Total hip replacement with severe bilateral hip osteoarthritis

PIG Meeting: 18th February 2021

  • Elderly man seen in perioperative clinic for THR.
  • Requiring arthroplasty to both hips.

Background

  • Longstanding severe OA. Now wheelchair bound and sleeping in a chair
  • Significant bilateral peripheral oedema both legs, likely due to inability to mobilise/raise legs
  • Difficult social circumstances
  • Orthopaedic team consulted in perioperative clinic and discussed possibility of bilateral THR

Issues

  • Surgeon decided not suitable for bilateral hip arthroplasty. Likely due to frailty.
  • Discussion around optimal timing for the second joint replacement taking into VTE risk
  • No evidence but consensus was sensible to leave 6 weeks between surgeries
  • Update on case provided by procedural anaesthetist.
    • Unable to attempt neuraxial block due to difficulty in positioning
    • Significant post-operative delirium
    • Would have likely been a poor candidate for bilateral joint replacements
    • Predicted difficultly with rehab and post-operative mobilization due to severity of OA in other hip

Elderly Jehovah’s Witness for Total Hip Replacement

PIG Meeting: 11th February 2021

85yo male for THR

Background

  • Mantle cell lymphoma – in remission
  • HTN
  • Mild anaemia Hb 122

Discussion

  • Can his anaemia be optimised?
    • Discussed with haematologist – didn’t feel EPO was indicated
    • Fe replete
  • Should we use cell salvage?
    • Blood transfusion after primary THR is not uncommon (although usually occurs postoperatively)
    • Lymphoma is not a contraindication.
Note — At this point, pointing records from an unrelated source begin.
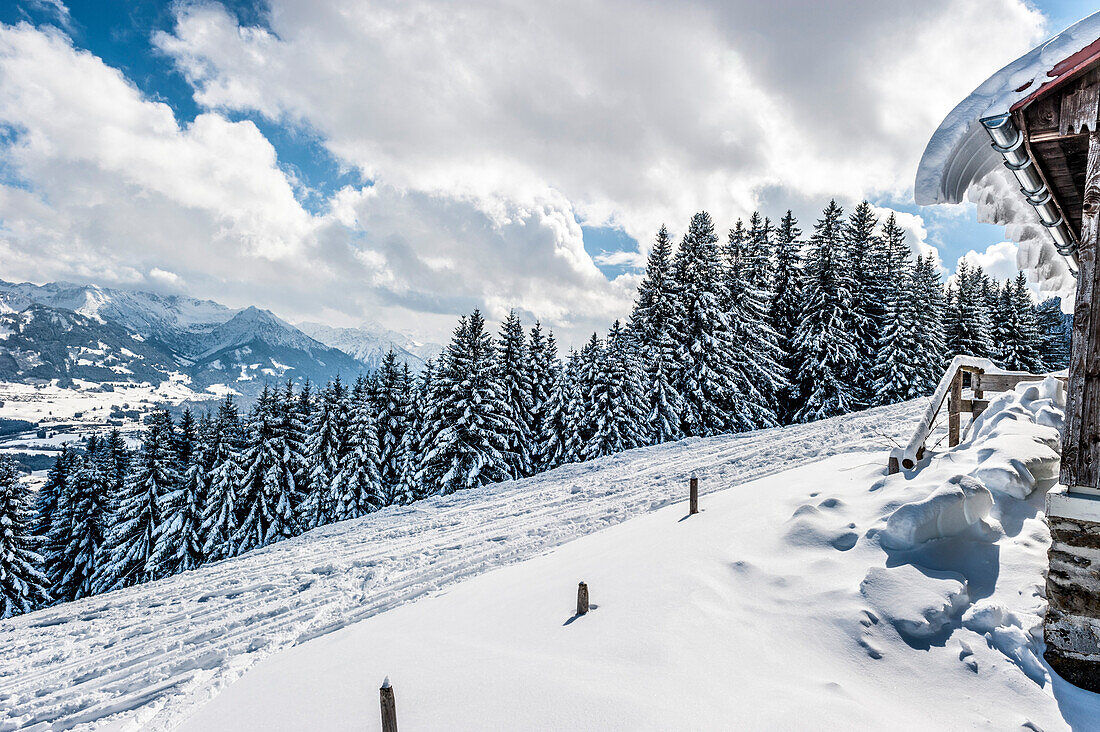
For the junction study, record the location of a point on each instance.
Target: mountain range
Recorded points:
(64, 330)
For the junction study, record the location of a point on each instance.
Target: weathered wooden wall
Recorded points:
(1071, 629)
(1080, 445)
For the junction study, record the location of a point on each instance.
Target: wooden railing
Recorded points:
(983, 377)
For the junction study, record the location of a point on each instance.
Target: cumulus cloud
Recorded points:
(488, 130)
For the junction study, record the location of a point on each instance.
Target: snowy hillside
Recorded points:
(824, 597)
(152, 654)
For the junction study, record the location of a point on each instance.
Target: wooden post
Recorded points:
(1080, 441)
(388, 707)
(954, 403)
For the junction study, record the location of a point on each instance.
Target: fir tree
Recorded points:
(54, 515)
(83, 537)
(864, 260)
(1054, 335)
(542, 368)
(327, 448)
(785, 307)
(755, 358)
(392, 406)
(22, 585)
(267, 488)
(514, 377)
(930, 348)
(966, 318)
(180, 543)
(419, 438)
(651, 324)
(824, 348)
(1020, 337)
(615, 404)
(136, 519)
(361, 490)
(702, 332)
(220, 513)
(471, 447)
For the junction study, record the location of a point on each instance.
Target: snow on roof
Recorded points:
(959, 161)
(959, 153)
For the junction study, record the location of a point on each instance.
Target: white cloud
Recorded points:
(999, 261)
(488, 128)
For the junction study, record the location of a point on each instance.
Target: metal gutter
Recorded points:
(1009, 142)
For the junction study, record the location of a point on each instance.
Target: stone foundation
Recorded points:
(1071, 626)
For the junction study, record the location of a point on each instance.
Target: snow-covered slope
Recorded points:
(153, 654)
(824, 597)
(213, 345)
(370, 343)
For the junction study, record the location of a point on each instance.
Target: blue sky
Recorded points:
(529, 175)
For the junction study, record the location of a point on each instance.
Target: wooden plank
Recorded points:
(1079, 110)
(954, 403)
(1080, 443)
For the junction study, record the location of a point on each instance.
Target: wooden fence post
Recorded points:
(388, 707)
(955, 402)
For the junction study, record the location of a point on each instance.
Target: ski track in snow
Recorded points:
(145, 656)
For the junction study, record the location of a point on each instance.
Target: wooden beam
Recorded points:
(954, 404)
(1080, 443)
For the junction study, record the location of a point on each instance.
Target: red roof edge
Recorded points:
(1063, 72)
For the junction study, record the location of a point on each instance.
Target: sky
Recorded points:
(406, 161)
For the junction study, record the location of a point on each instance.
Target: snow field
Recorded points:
(149, 655)
(781, 605)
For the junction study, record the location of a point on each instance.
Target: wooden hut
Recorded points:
(1037, 120)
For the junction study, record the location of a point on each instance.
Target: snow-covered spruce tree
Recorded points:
(823, 342)
(90, 514)
(220, 521)
(514, 375)
(785, 306)
(304, 416)
(755, 359)
(966, 318)
(392, 410)
(1054, 335)
(327, 448)
(897, 372)
(471, 446)
(567, 413)
(1018, 328)
(614, 399)
(651, 325)
(54, 515)
(542, 369)
(864, 254)
(136, 517)
(755, 259)
(702, 332)
(360, 484)
(22, 585)
(424, 425)
(118, 461)
(180, 541)
(267, 488)
(927, 353)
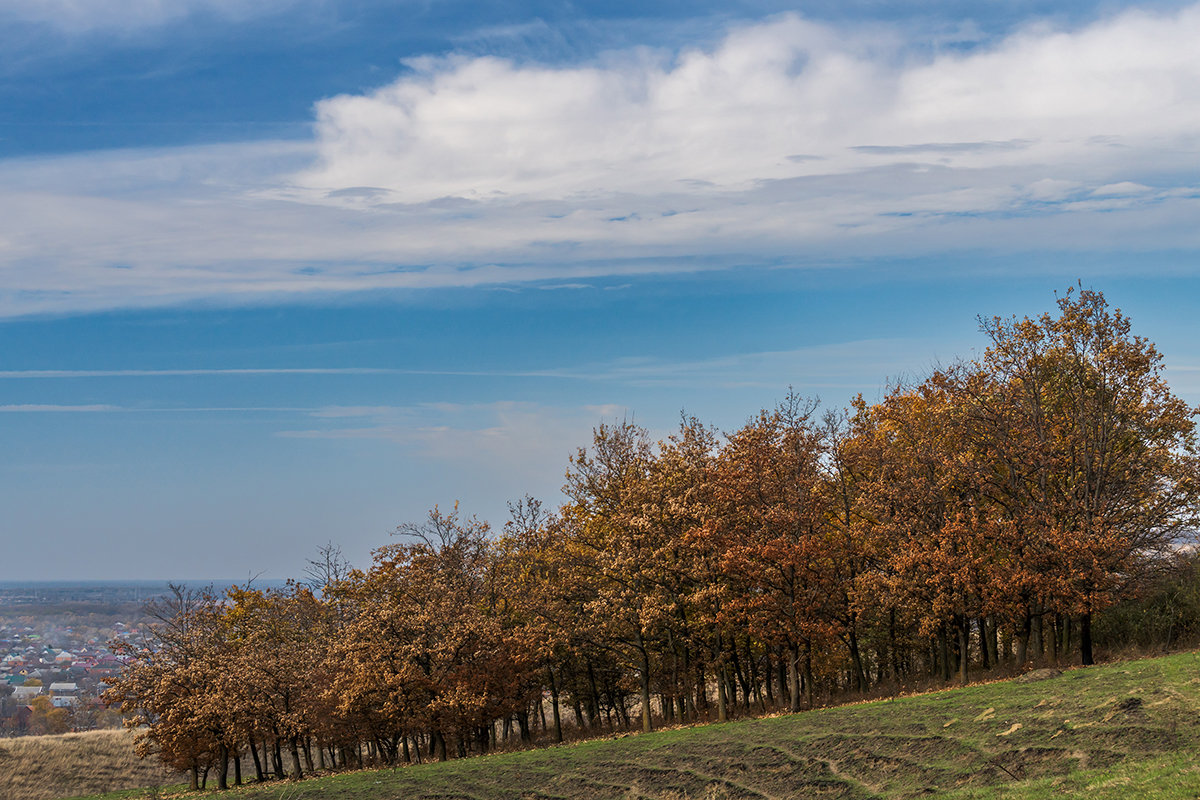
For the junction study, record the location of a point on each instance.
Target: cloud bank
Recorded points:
(787, 144)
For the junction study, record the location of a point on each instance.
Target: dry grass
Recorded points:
(72, 764)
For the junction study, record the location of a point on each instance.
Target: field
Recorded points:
(1117, 731)
(41, 768)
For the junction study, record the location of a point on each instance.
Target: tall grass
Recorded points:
(72, 764)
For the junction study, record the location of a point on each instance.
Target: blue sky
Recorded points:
(293, 271)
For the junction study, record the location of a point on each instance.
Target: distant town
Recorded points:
(57, 651)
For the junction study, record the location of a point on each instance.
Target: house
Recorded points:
(25, 693)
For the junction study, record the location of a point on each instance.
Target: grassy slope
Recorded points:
(1117, 731)
(41, 768)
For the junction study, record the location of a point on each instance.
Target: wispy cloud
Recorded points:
(48, 408)
(789, 143)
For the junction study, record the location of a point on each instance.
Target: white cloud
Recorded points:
(502, 439)
(731, 118)
(49, 408)
(789, 143)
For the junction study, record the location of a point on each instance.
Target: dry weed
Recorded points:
(67, 765)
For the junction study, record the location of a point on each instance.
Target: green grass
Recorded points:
(1128, 729)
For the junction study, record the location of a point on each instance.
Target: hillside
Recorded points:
(1116, 731)
(42, 768)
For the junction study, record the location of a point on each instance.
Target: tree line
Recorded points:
(977, 521)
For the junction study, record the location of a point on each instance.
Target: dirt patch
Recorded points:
(1134, 739)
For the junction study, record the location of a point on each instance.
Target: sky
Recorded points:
(287, 272)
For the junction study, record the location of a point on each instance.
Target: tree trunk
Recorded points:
(809, 684)
(856, 660)
(1036, 639)
(258, 762)
(1023, 641)
(723, 711)
(943, 649)
(294, 745)
(964, 648)
(553, 699)
(793, 679)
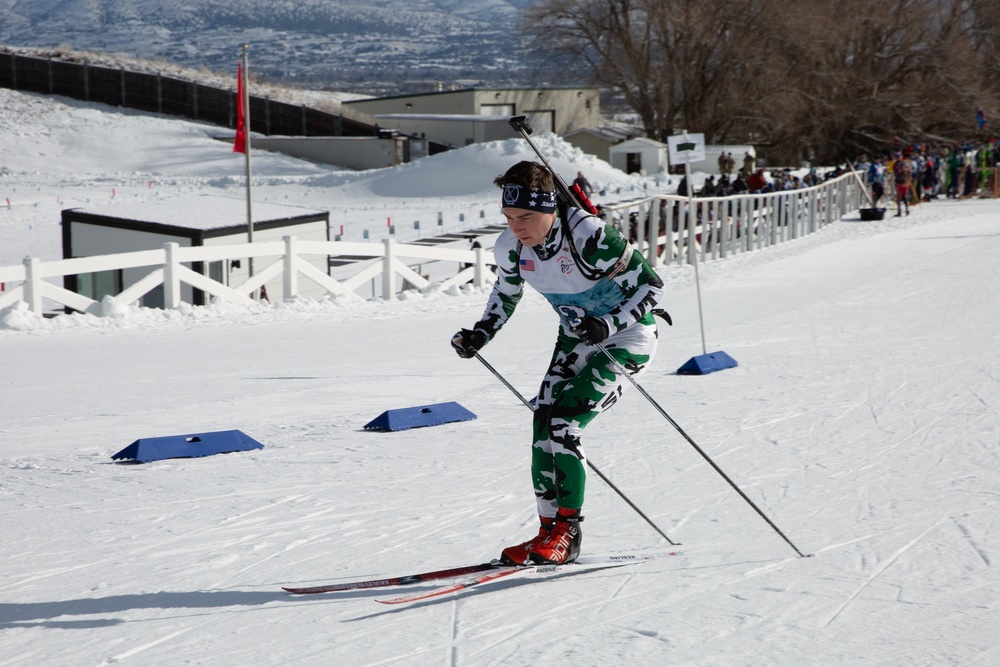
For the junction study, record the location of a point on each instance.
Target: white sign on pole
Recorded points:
(686, 148)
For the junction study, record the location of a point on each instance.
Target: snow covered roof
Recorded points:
(199, 213)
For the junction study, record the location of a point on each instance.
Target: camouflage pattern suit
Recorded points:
(584, 267)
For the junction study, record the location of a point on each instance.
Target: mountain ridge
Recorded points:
(378, 47)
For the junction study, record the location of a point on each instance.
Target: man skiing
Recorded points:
(604, 292)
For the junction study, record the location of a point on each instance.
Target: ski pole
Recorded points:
(589, 463)
(698, 449)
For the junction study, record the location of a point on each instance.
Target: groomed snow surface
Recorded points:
(862, 419)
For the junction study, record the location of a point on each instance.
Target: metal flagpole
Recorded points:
(246, 130)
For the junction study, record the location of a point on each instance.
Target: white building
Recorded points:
(639, 156)
(201, 220)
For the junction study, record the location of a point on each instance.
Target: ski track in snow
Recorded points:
(862, 419)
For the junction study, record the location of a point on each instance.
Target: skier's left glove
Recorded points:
(592, 330)
(467, 342)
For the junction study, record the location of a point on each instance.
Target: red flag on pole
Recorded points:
(240, 144)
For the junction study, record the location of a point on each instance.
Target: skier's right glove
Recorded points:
(467, 342)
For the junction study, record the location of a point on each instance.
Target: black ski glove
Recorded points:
(592, 330)
(467, 342)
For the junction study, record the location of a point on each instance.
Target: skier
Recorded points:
(901, 172)
(604, 293)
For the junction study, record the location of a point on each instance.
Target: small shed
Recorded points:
(597, 141)
(639, 156)
(199, 220)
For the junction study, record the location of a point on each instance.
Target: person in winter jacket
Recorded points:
(604, 292)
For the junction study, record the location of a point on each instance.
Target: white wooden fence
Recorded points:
(663, 227)
(669, 231)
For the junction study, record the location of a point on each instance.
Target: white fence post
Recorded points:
(388, 272)
(479, 274)
(653, 234)
(32, 285)
(171, 277)
(291, 277)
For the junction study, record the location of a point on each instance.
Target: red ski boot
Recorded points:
(518, 554)
(562, 545)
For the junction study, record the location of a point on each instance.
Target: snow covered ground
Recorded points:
(862, 418)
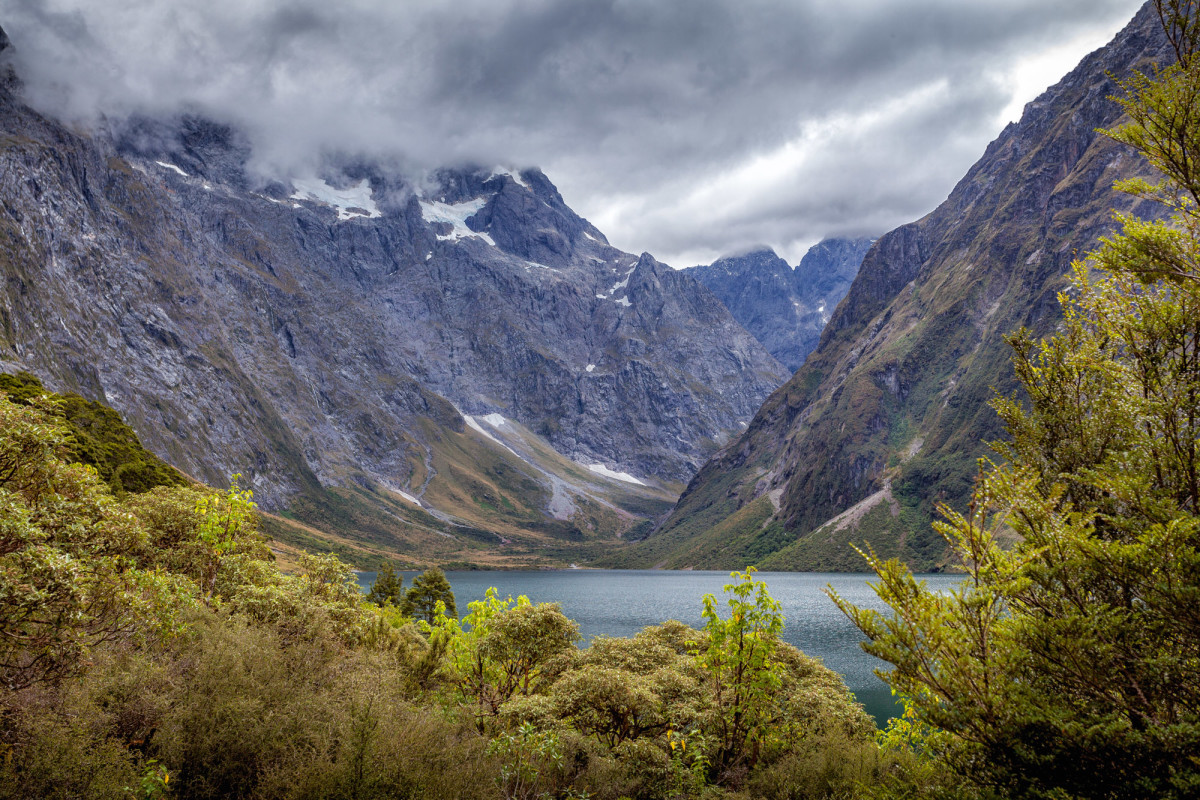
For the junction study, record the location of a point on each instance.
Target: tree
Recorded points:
(1069, 663)
(429, 589)
(502, 649)
(387, 588)
(70, 578)
(743, 677)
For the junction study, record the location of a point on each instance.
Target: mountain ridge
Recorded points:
(893, 403)
(328, 336)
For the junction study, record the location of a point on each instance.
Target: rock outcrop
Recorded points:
(331, 330)
(888, 415)
(785, 308)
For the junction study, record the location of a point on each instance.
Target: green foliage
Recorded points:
(69, 576)
(387, 588)
(502, 649)
(739, 665)
(1069, 665)
(429, 590)
(532, 763)
(199, 671)
(96, 435)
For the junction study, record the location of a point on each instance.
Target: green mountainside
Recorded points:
(891, 414)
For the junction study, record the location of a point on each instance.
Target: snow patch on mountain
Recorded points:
(504, 170)
(600, 469)
(354, 202)
(166, 166)
(456, 215)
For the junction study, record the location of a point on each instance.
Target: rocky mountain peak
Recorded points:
(785, 308)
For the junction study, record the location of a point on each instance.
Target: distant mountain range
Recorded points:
(457, 367)
(785, 308)
(888, 415)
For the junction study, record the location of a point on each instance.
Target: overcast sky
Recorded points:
(689, 128)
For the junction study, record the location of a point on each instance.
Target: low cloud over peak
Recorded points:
(683, 127)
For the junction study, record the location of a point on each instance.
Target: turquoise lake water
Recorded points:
(621, 602)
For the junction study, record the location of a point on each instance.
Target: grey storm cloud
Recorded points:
(684, 127)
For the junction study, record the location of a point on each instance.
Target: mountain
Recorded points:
(453, 367)
(888, 415)
(785, 308)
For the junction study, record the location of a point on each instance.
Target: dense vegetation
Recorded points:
(1068, 666)
(150, 648)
See the HNE cell salvage guideline.
    • Info from one of the cell salvage coordinators:
      • “Closed circuits” for JW patients just means than the return bag is connected from the start by an infusion line to the patient.
      • Newer systems have a smaller collection bowl but still need to be filled. The circuit is flushed with saline to collect any red cells stuck in the filter and saline-soaked bloodied packs can also contribute to collection. There is still a minimum volume but this is small with an end-product of 135ml of 70% Hct red cells.
    • Disadvantages include the environmental costs of the circuit + staffing and resource allocation (outweighed by the benefits in a patient who declines allogeneic transfusion)
  • Which surgical cases warrant cell salvage in a JW patient?
    • Difficult to be specific, each case needs to be considered individually.
    • In general, cases which would normally warrant a G&S (and thus have a likely higher risk for transfusion), should likely have cell salvage, although this is not a hard rule and may need to be discussed with the surgeon.